There is a wide range of size, type and complexity, but it enables a small number of operators to manage complex processes to a high degree of consistency. The development of large automatic process control systems was instrumental in enabling the design of large high volume and complex processes, which could not be otherwise economically or safely operated.

In process control, there is process gain. Process gain is the relationship between the process control output and the process control input, and is defined as the change in input divided by the change in output. Positive gain is when both the input and the output are increasing, while negative gain is when the input increases, while the output decreases.

The applications can range from controlling the temperature and level of a single process vessel, to a complete chemical processing plant with several thousand control loops.


Early process control breakthroughs came most frequently in the form of water control devices. Ktesibios of Alexandria is credited for inventing float valves to regulate water level of water clocks in the 3rd Century BC. In the 1st Century AD, Heron of Alexandria invented a water valve similar to the fill valve used in modern toilets [1].

Later process controls inventions involved basic physics principles. In 1620, Cornlis Drebbel invented a bimetallic thermostat for controlling the temperature in a furnace. In 1681, Denis Papin discovered the pressure inside a vessel could be regulated by placing weights on top of the vessel lid[2]. In 1745, Edmund Lee created the fantail to improve windmill efficiency; a fantail was a smaller windmill placed 90° of the larger fans to keep the face of the windmill pointed directly into the oncoming wind.

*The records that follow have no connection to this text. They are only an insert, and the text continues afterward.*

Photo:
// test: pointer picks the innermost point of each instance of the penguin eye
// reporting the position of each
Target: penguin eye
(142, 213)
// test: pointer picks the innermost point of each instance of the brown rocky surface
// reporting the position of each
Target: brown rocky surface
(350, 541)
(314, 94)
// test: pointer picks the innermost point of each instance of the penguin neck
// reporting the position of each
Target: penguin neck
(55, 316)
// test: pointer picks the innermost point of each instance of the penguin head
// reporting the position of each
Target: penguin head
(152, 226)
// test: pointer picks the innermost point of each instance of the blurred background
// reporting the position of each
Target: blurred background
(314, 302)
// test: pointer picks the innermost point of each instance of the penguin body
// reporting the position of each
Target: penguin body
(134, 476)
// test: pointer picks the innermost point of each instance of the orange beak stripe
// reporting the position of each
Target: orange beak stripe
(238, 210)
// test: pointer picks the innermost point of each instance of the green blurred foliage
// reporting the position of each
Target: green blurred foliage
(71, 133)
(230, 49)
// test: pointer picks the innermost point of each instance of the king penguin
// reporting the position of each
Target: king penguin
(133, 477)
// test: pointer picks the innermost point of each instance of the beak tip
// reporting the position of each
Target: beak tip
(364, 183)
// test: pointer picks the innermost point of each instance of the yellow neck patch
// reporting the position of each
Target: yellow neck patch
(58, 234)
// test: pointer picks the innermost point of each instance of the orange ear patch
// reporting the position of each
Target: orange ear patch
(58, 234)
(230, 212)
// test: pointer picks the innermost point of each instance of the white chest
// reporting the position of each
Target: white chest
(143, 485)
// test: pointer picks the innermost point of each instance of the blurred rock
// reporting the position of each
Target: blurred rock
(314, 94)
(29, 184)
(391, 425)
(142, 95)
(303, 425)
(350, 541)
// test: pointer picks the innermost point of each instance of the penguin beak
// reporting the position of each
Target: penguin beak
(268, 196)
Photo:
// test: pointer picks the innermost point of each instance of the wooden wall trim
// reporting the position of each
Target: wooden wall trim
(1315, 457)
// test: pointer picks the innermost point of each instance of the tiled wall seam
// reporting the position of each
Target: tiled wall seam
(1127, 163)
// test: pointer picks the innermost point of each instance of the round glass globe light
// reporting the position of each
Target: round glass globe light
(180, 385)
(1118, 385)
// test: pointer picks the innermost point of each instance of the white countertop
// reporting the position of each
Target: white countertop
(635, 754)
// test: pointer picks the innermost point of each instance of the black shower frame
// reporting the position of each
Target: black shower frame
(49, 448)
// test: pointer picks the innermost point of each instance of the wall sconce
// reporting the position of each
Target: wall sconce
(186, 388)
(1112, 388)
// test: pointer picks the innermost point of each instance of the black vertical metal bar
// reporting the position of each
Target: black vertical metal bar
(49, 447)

With the dawn of the Industrial Revolution in the 1760’s, process controls inventions were aimed to replace human operators with mechanized processes. In 1784, Oliver Evans created a water-powered flourmill which operated using buckets and screw conveyors. Henry Ford applied the same theory in 1910 when the assembly line was created to decrease human intervention in the automobile production process[3].

Major breakthroughs in process controls came in the 1920’s, when Nicolas Minorsky published a study on using proportional, derivative, and second-derivative controllers to steer ships. Minorsky also demonstrated that differential equations could be used to improve ship steering stability. In addition, Harry Nyquist developed a procedure for determining the stability of feedback systems. Throughout the next 3 decades, countless articles and papers on process control theory appeared. Most notably, the first text on process controls was published by AJ Young in 1954, followed by a second text from Norman Ceaglske in 1956. From this point onward, process controls became fundamental topic for chemical engineering students[4].


Functional levels of a manufacturing control operation.

The accompanying diagram is a general model which shows functional manufacturing levels in a large process using processor and computer-based control.

Referring to the diagram;

  • Level 0 contains the field devices such as flow and temperature sensors (process value readings - PV), and final control elements (FCE), such as control valves
  • Level 1 contains the industrialised Input/Output (I/O) modules, and their associated distributed electronic processors.
  • Level 2 contains the supervisory computers, which collate information from processor nodes on the system, and provide the operator control screens.
  • Level 3 is the production control level, which does not directly control the process, but is concerned with monitoring production and monitoring targets
  • Level 4 is the production scheduling level.

Control Model[edit]

To determine the fundamental model for any process, the inputs and outputs of the system are defined differently than for other chemical processes[5]. The balance equations are defined by the control inputs and outputs rather than the material inputs. The control model is a set of equations used to predict the behavior of a system and can help determine what the response to change will be.

  • State Variable (x) - This is a measurable variable that is a good indicator of the state of the system, such as temperature (energy balance), volume (mass balance) or concentration (component balance).
  • Input Variable (u) - This is a specified variable that commonly include flow rates. It's important to note that the entering and exiting flows are both considered control inputs. The control input can be classified as a manipulated, disturbance, or unmonitored variable.
  • Parameters (p) - The parameters are usually a physical limitation and something that is fixed for the system, such as the vessel volume or the viscosity of the material.
  • Output (y) - The output is the metric used to determine the behavior of the system. The control output can be classified as measured, unmeasured, or unmonitored.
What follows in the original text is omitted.